For Black History Month 2026, Newsline is offering a feature for each week in February to celebrate our Black forebears in the Church of the Brethren. In this issue, we celebrate the life and groundbreaking ministry of Martha (Mattie) Cunningham Dolby.
In a detailed history about her and her brother Joe A. Cunningham, posted on a North Manchester, Ind., history site, she is described as “humiliated by the church which nurtured her, yet forgiving, wise, encouraging others, compassionate, a constant student. A forerunner without fanfare” (read the article by Elizabeth L. Hendrix with research from A. Ferne Baldwin at www.nmanchesterhistory.org/schools-cunningham.html).
Here we share a post from Brethren Press about its choice of Mattie Dolby for a new edition of the classic Church of the Brethren card game Forerunners, paired with the first stanza of a poem by Irv Heishman that was first shared by Newsline in 2021:


Forerunner
Mattie Dolby was born into a Brethren family, and she and her brother Joe were the first Black students enrolled in Manchester College. Mattie studied Bible there, and then in 1903 was sent by the denomination, along with James and Susan May, to establish a church among Blacks in Palestine, Arkansas, where she started a Sunday school for children. Later, she worked among Black congregations in southern Ohio, where she and her husband, Newton, were installed as deacons in the Frankfort congregation in 1907. Four years later, the congregation called Mattie to become a minister. Because of racial prejudice, Mattie and her family left the Church of the Brethren to minister in other denominations until her death.
Words of wisdom: “It has long been proven that we can be somebody if we only have an opportunity.”
Learn more: Mildred Hess Grimley, “No Sound of Trumpet,” Messenger, January 1976, pp. 16-20; The Brethren Encyclopedia, Vol. 1, p. 395.
(Find out more about the Forerunners card game at www.brethren.org/bp/forerunners.)
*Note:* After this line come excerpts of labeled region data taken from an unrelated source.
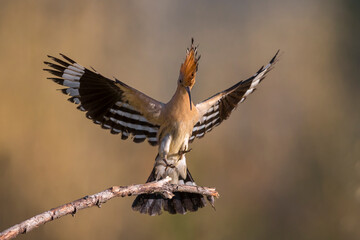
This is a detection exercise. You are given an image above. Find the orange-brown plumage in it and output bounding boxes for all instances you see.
[44,39,277,215]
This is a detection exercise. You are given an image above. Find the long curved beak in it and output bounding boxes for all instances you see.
[185,87,192,110]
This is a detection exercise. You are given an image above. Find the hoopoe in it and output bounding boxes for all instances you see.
[44,39,279,216]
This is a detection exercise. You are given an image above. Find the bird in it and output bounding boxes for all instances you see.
[43,38,279,216]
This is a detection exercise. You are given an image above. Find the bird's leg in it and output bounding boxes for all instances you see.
[178,148,192,156]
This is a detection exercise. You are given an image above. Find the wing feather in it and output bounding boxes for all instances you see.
[44,54,164,145]
[189,51,279,142]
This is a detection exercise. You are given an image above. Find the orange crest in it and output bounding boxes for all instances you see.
[180,39,200,87]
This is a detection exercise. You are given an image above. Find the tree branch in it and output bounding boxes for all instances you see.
[0,177,219,240]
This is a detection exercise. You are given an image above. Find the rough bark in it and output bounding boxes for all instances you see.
[0,177,219,240]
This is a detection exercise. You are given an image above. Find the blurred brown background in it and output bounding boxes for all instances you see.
[0,0,360,240]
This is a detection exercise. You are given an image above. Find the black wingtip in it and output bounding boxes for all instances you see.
[59,53,76,64]
[270,49,280,64]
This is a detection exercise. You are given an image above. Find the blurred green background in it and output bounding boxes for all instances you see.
[0,0,360,240]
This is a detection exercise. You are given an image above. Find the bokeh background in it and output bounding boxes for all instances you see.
[0,0,360,240]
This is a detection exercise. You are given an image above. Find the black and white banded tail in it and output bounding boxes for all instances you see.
[132,168,205,216]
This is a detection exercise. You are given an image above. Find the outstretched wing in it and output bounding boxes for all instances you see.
[44,54,164,145]
[189,51,279,142]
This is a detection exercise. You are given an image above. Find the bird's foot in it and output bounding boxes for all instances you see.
[178,148,192,156]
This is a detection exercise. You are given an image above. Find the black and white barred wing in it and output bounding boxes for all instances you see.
[44,54,163,145]
[189,51,279,142]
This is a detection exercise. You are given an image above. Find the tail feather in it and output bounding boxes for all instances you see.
[132,170,206,216]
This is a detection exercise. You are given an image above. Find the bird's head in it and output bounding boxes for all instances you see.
[178,38,200,109]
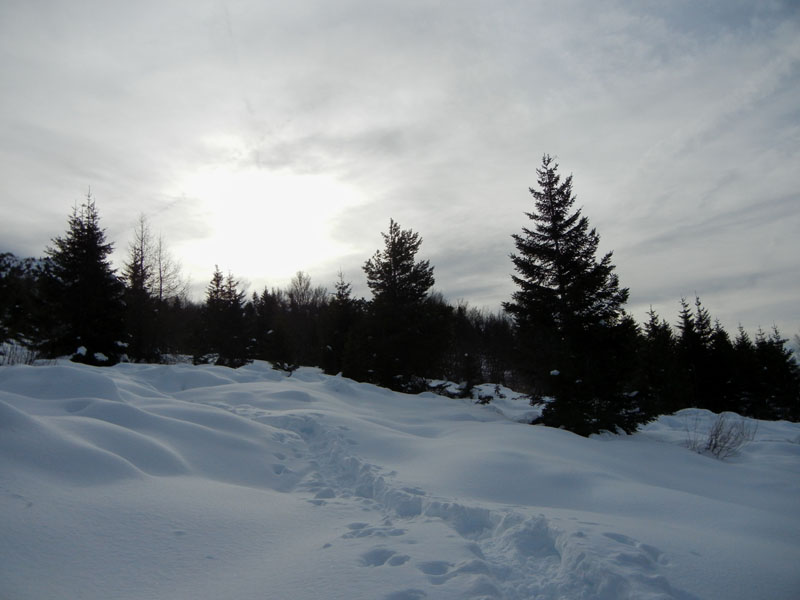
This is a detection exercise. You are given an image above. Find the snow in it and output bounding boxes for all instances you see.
[0,361,800,600]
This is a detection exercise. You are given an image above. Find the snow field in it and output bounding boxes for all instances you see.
[0,362,800,600]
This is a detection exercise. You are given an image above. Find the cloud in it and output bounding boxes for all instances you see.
[0,0,800,330]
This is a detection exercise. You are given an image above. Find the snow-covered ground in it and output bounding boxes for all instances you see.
[0,362,800,600]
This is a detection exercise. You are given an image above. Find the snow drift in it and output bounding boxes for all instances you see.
[0,362,800,600]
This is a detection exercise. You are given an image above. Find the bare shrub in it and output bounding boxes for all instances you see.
[686,413,758,460]
[0,342,47,366]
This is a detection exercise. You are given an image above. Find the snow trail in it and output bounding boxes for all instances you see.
[0,363,800,600]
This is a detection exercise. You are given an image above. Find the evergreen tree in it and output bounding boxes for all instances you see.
[639,307,685,414]
[122,216,159,362]
[44,195,124,365]
[194,267,249,368]
[359,219,440,391]
[504,155,650,435]
[323,271,364,374]
[364,219,434,306]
‘Blessed be, O God, the fearless innovation of Mattie Cunningham Dolby’
By Irvin Heishman
Blessed be, O God,
the fearless innovation of Mattie Cunningham Dolby
head covered with Brethren prayer fashion
conformed to traditional Brethren style
first Black female Manchester College graduate
first Black Brethren woman preacher
Greek scholar
gentle courage against racism
“go worship with your own kind”
she served elsewhere, boldly prayer covered
the Ohio Springfield Church of the Brethren is dead.